Training data and compute — the scale of modern models
300B
GPT-3 tokens
175B params, 2020
2T
Llama 2 tokens
70B params, 2023
15T
Llama 3 tokens
405B params, 2024
$100M+
GPT-4 class compute
~25,000 A100 GPUs
Chinchilla Scaling Laws
DeepMind's Chinchilla paper (2022) showed that most models were undertrained relative to their size. The optimal ratio is roughly 20 tokens per parameter. A 70B model should ideally be trained on 1.4T tokens. Modern models exceed this significantly — Llama 3 used 15T tokens for a 405B model (~37 tokens per parameter).
Chinchilla optimal: tokens ≈ 20 × parameters
Llama 3 (405B): 15T / 405B = 37× — over-trained by Chinchilla standards
Over-training beyond Chinchilla ratios improves inference efficiency: the model is smaller than "optimal" for its data budget, making it cheaper to run.
Pre-training vs post-training — two distinct phases
Pre-training
The model learns language patterns by predicting the next token over trillions of tokens.
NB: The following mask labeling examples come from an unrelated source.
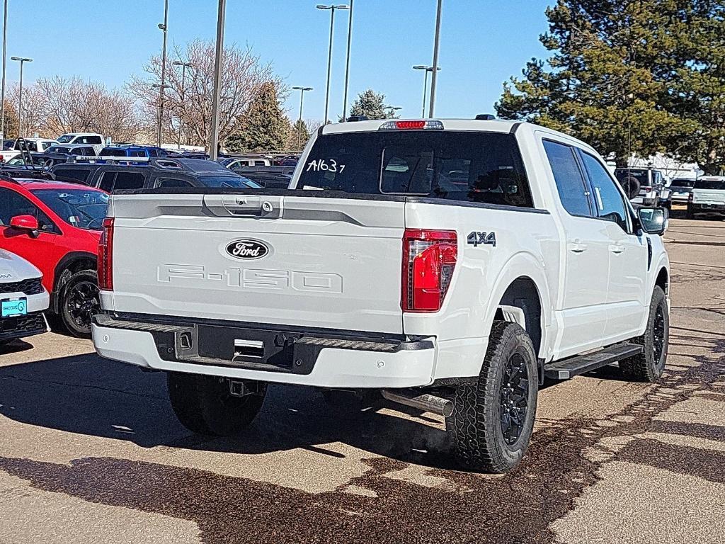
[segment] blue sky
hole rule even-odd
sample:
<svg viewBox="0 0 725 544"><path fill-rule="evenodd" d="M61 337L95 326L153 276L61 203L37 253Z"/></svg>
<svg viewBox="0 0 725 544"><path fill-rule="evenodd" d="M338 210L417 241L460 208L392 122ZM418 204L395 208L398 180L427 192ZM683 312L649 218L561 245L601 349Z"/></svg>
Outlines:
<svg viewBox="0 0 725 544"><path fill-rule="evenodd" d="M546 51L539 35L553 0L444 0L436 117L493 112L502 82L518 75L531 57ZM252 46L290 86L305 94L304 117L324 112L329 12L315 0L227 0L227 44ZM174 44L214 39L215 0L170 0L169 50ZM163 0L9 0L7 56L25 56L25 81L80 75L108 86L123 86L161 49ZM355 0L350 67L352 98L371 87L386 102L418 117L423 73L431 64L436 0ZM1 12L0 12L1 15ZM341 113L347 13L335 17L331 117ZM8 61L7 77L17 79ZM289 115L298 113L290 96Z"/></svg>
This is unsupervised — no human labels, just raw text. The model learns grammar, facts, reasoning patterns, and code from the statistical structure of the data.
Objective: next-token prediction (autoregressive)
Data: 10-15T tokens of web, books, code
Compute: months on thousands of GPUs
Result: a "base model" that can complete text but doesn't follow instructions
Post-training
The base model is refined to follow instructions, be helpful, and avoid harmful outputs. This uses much less data (thousands to millions of examples) but requires expensive human annotation and careful reward modeling.
SFT (Supervised Fine-Tuning) — train on human-written instruction/response pairs
RLHF — train a reward model on human preferences, then optimize the LLM against it using PPO
DPO — Direct Preference Optimization skips the reward model, learns preferences directly
Constitutional AI — the model critiques and revises its own outputs using a set of principles
Why you can't just "retrain" for your use case
When customers say "we want to train a model on our data," what they usually need is one of three things — and none of them require pre-training from scratch.
Pre-training from scratch
Cost: $50-100M+ in compute. Timeline: months. Data: trillions of tokens. This is what OpenAI, Google, and Meta do. Unless you're building a foundation model company, this is not your path. The resulting model wouldn't even be as good as existing ones without the research team to match.
Fine-tuning (what most people need)
Take an existing model, train it on your domain-specific data. Cost: $100-$10K. Timeline: hours. Data: thousands of examples. The model learns your style, terminology, and task patterns while retaining its general capabilities. See the Fine-Tuning & LoRA page for details.
RAG (often the best choice)
Don't change the model at all. Instead, retrieve relevant documents at query time and inject them into the prompt. Cost: near zero for the model. The model reasons over your fresh data without any training. Updates are instant — just update the document store.
Prompt engineering (start here)
Before any of the above: write better prompts. System prompts, few-shot examples, chain-of-thought instructions. This is free, instant, and often sufficient. Many "the model doesn't work for our use case" problems are actually prompt engineering problems.